Monumental headquarters, symbols of centralized power, slowly emptied. First for health reasons, then gradually for social and societal reasons. Decentralized working is now seen as a social right! Employees no longer want to go back to the office, or at least not the way they used to, while companies are seeking to reconcile flexibility, attractiveness and cost rationalization.

This is where large-scale coworking spaces come in, often between 5,000 and 15,000 m², capable of accommodating hundreds of employees, generally between 400 and 600 workstations, in a setting that is both flexible and inspiring. These new hubs are no longer simply third places; they are temporary or permanent extensions of company headquarters, designed for hybrid working. They are places where project teams can meet, where customers can be welcomed, where seminars can be organized, or simply where people can get together.

Several coworking brands have made this their signature concept, including Morning, Wojo and Spaces (IWG), to name but a few. But this market is also the preserve of smaller brands. The Toulouse-based Insitu group recently announced the opening of an all-inclusive 11,000 m² premium space near Toulouse Blagnac airport.

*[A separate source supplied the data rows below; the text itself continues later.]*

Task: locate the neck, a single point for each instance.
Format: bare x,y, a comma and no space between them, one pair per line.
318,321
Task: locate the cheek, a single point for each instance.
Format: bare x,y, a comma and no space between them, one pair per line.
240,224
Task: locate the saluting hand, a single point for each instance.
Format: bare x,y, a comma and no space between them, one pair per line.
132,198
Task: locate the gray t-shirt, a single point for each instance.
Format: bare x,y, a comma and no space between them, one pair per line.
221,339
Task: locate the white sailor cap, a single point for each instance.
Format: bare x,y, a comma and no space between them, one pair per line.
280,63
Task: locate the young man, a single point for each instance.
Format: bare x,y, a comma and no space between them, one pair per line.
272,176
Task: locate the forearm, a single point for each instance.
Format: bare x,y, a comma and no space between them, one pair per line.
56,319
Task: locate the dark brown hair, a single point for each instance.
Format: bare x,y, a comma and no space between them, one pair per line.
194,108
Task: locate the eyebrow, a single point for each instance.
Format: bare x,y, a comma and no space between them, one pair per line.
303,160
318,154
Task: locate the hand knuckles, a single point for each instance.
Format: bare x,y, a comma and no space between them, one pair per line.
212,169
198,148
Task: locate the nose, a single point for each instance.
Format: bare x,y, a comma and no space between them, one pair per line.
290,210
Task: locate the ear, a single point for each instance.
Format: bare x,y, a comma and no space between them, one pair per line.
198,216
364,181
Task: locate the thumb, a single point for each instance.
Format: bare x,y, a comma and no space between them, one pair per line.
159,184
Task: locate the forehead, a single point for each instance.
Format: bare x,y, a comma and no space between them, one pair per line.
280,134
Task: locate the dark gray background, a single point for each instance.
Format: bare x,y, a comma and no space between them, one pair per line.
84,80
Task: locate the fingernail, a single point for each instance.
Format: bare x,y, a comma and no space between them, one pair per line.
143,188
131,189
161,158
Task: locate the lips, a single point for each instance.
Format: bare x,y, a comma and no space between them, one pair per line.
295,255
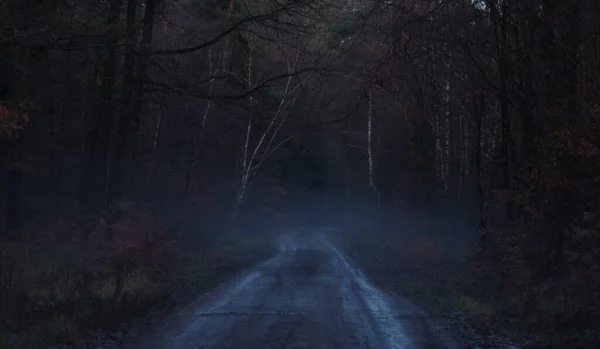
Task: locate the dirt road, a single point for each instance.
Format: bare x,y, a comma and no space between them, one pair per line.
307,296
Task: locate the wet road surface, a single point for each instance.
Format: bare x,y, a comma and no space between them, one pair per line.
307,296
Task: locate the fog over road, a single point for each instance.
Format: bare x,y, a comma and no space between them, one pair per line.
307,296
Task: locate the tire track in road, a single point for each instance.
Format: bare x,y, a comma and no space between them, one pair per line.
307,297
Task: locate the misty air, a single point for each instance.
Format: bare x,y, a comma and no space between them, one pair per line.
299,174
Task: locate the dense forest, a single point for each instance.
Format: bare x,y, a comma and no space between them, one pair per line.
135,133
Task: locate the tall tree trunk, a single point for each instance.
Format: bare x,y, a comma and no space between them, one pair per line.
130,119
123,123
94,193
370,147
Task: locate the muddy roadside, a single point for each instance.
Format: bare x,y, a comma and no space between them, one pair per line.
234,259
434,287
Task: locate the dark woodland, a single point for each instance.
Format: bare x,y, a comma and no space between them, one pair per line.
150,149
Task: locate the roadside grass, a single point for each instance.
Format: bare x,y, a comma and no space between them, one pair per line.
452,283
60,291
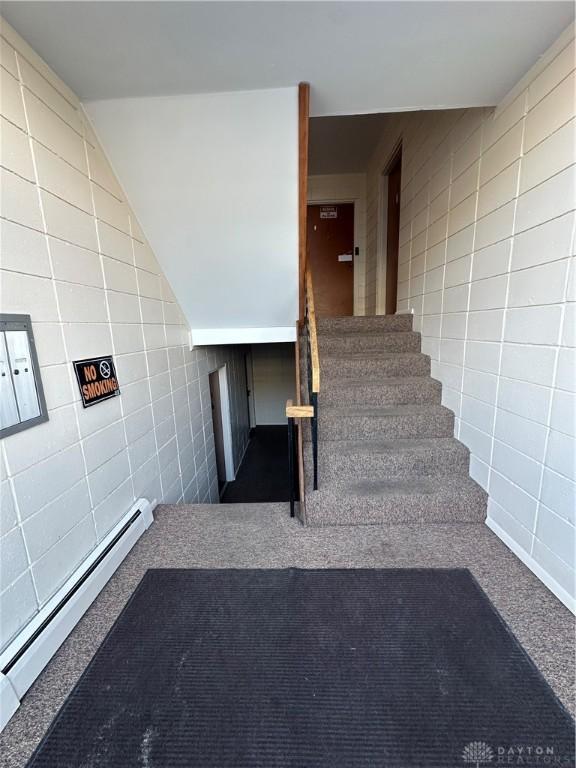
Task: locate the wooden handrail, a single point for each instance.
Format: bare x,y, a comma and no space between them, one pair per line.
303,136
315,360
299,411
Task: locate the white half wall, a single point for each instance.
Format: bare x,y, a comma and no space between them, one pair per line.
213,179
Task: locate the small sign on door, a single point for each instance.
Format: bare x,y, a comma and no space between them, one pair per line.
96,379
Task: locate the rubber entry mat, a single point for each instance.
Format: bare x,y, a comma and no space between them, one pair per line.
305,668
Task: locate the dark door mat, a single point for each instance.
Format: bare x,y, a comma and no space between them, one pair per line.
304,668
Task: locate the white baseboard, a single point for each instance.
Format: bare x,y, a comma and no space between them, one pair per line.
558,590
27,655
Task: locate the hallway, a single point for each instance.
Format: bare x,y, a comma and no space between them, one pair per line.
263,474
264,536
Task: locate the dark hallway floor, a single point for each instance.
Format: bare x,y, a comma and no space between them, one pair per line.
263,474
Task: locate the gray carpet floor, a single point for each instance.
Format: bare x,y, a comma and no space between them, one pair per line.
264,536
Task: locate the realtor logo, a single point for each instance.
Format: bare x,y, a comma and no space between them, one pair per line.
477,753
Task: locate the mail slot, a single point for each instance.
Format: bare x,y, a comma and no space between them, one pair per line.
22,403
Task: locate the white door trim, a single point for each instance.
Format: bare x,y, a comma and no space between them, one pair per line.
226,423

Premium, connected, ready-to-use spaces, where everything is included, from fiber optic cable to specialty coffee, gym and planted rooftops. The office becomes a service, not a property.

Economic flexibility: a decisive argument

If large companies are switching to XXL coworking, it's not just for the beauty of the space - although that's a factor - it's also a question of the economic equation.

The 3-6-9 lease model has fallen out of favor, and in a context of uncertainty and financial pressure, real estate managers are looking for budget flexibility: shorter contracts, scalable floor space and shared costs.

Coworking operators provide this agility. They transform capital expenditure (CAPEX) into operating expenditure (OPEX), offering strategic and accounting freedom.

Two interesting figures to keep in mind. According to Cushman & Wakefield, almost 55% of corporate users worldwide are already using flexible office solutions. Another CBRE report states that companies - and not just users - are aiming to have up to 29% of their portfolios in flexible space by 2027.

Understandably, for many, this has become a structural pillar, a means of testing regional locations, de-saturating Paris headquarters or reducing their carbon footprint linked to travel.

XXL coworking as an HR experience lever

But another reason why XXL coworking is so appealing is that it meets a human challenge.
Offices are no longer just places where people produce, but places where they belong. HR departments have understood this: the office has become a lever for employer branding.
It must inspire, connect and inspire people to get together.

That's why in coworking spaces, everything is designed to stimulate creativity and conviviality: local catering, gyms, concierge services, quiet zones... And in these high-end environments, coworking becomes an extension of corporate culture.

XXL coworking isn't a fad: it's the answer to a twofold real estate and cultural transformation. It reflects a profound change in the way we think about performance. Tomorrow, large coworking spaces could well become the office standard: places with variable geometry, capable of hosting professional communities as diverse as they are dynamic, and integrating codes of service, flexibility and well-being.

Coworking has changed in size, but not in mission. It remains that intermediary space between work and life, between the individual and the collective. It has simply grown, in the image of the companies that today find their balance in it.

What if, in the end, the future of the office were to lie less in glass towers than in these open, agile, shared spaces, where business and people finally coexist?